The thing about Haydn: when he wrote most of his music, there was no Beethoven, and even toward the end, as one professor puts it, for the most part "Beethoven wasn't Beethoven yet." In his own way, Haydn was pushing the boundaries, but the boundaries were the rather drab ones he inherited from the Galant era, not what they would be after that wild-haired bomb-thrower from Bonn got done with them. I guess one way to put it would be that Beethoven overturned lots of the rules, but first we needed Haydn to set those rules up in the first place. Right from my very earliest days of listening to classical music, when I was a tyke playing my parents' little collection of LPs, I've always loved Haydn's syms., or at least the ones from the second half of his career (the early ones to this day aren't recorded all that often, and in the 1960s the chances of one turning up in the a typical casual music loving homeowner's collection outside the major metropolitan areas was about as high as those of finding a workable oil well in the back yard, next to the kids' swing set).
Oh, of course, but I cannot go back to Haydn's time and listen to those works in historical context. And as it is, I started with Beethoven's symphonies, something I now see as a great disadvantage, since he was and is my favorite composer, the one who best expresses how I feel music should be, how I would write it, if I could. I have heard that many of the composers that followed Beethoven felt the same way.
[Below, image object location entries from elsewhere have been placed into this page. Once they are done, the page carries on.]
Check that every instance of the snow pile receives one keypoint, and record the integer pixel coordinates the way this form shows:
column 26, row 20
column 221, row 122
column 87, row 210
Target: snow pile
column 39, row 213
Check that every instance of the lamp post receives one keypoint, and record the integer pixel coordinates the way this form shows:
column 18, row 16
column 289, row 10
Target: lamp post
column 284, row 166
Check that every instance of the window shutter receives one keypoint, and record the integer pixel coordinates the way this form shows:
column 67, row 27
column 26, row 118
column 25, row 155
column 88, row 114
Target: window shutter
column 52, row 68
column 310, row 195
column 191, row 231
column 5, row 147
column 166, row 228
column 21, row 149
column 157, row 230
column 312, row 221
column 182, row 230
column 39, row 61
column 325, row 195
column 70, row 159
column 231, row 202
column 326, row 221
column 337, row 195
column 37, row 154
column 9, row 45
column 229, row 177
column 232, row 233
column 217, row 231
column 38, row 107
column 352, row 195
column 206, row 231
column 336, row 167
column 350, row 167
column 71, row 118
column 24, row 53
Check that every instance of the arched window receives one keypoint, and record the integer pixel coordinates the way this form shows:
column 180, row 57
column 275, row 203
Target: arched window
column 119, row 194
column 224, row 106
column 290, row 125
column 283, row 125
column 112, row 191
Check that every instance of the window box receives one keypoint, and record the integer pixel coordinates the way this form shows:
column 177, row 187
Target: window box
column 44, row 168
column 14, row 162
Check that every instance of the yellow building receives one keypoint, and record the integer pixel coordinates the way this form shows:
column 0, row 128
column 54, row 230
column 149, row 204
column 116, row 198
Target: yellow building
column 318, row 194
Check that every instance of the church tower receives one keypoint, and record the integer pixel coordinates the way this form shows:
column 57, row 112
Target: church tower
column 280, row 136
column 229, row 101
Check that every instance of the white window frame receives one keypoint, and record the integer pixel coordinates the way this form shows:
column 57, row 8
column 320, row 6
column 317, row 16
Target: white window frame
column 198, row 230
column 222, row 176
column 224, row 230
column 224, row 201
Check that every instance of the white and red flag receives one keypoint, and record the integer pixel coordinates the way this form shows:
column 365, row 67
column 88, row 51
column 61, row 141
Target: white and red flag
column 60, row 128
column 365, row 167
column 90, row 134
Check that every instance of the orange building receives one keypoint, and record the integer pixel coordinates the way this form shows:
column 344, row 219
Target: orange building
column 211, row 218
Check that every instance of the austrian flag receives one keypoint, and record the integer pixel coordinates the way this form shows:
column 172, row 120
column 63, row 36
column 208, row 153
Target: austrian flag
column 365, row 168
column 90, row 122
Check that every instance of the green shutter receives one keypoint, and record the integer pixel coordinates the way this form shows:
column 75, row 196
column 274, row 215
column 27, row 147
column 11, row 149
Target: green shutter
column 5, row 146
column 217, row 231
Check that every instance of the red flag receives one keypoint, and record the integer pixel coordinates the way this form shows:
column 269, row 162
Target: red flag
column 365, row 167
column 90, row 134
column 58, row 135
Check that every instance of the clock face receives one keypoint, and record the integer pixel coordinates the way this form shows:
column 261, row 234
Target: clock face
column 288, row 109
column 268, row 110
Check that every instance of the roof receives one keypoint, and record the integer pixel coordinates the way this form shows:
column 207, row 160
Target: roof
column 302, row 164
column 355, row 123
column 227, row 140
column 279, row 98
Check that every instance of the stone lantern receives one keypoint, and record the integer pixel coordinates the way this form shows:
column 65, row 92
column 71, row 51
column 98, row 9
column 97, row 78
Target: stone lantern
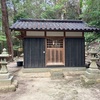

I once told my music professor, after he played an excerpt from a romantic composer, that it sounded like Beethoven, thinking that was a bad thing, far better to be unique, right? My professor assured me that the composer would have been very flattered to hear that said about his music. And of course, there are the stories about how hard it was for Brahms to follow in Beethoven's footsteps. It's kinda like taking over for Michael Jordan after he retired. An impossible task.
Now playing: Maurice Ravel – Sonate posthume for violin and piano, Tzigane — Rapsodie de concert for violin and piano George Enescu – Impressions d'enfance Op.28 for violin and piano, Sonata No.3 for violin and piano A minor Op.25 — Leonidas Kavakos (violin), Péter Nagy (Piano) (ECM New Series) Nice library find for $2 (sealed).
My dog walked across my keyboard while the iTunes album cover screen saver was active. It triggered the launch of this CD, one I had not played in a while. This is magnificent, and deserving of the Amazon reviews that the cognoscenti have given it.
Now on the turntable, "Hanz Werner Henze - 2 Concertos for Piano and Orchestra" performed by Christoph Eschenbach with the London Philharmonic Orchestra led by Hanz Werner Henze on DG.
Now on the turntable, record 2 from "Brahms - Sonatas for Violin and Piano Nos. 1-3/Franck - Sonata for Violin and Piano" performed by Anne-Sophie Mutter and Alexis Weissenberg on Angel. Brahms No. 3 & Franck
This new recording has received some very polarized reviews: critics either love it or hate it! I haven't quite made up my mind yet. Sure, there are staggering feats of virtuosity (which I can assure you she couldn't pull off in concert so cleanly having seen her live and watched some videos)--I'll have to listen to it again without a crushing headache to see if it's a keeper. Good but rather bright sound. Oh...the liner notes consist of one of the most pretentious interviews I've yet read, along with some very alluring glamor shots of her.
There aren't two Piano Concertos...just the 2nd Piano Concerto! I've always liked that cover--it probably symbolizes the exhausted pianist after playing the piece! (I like it, too.)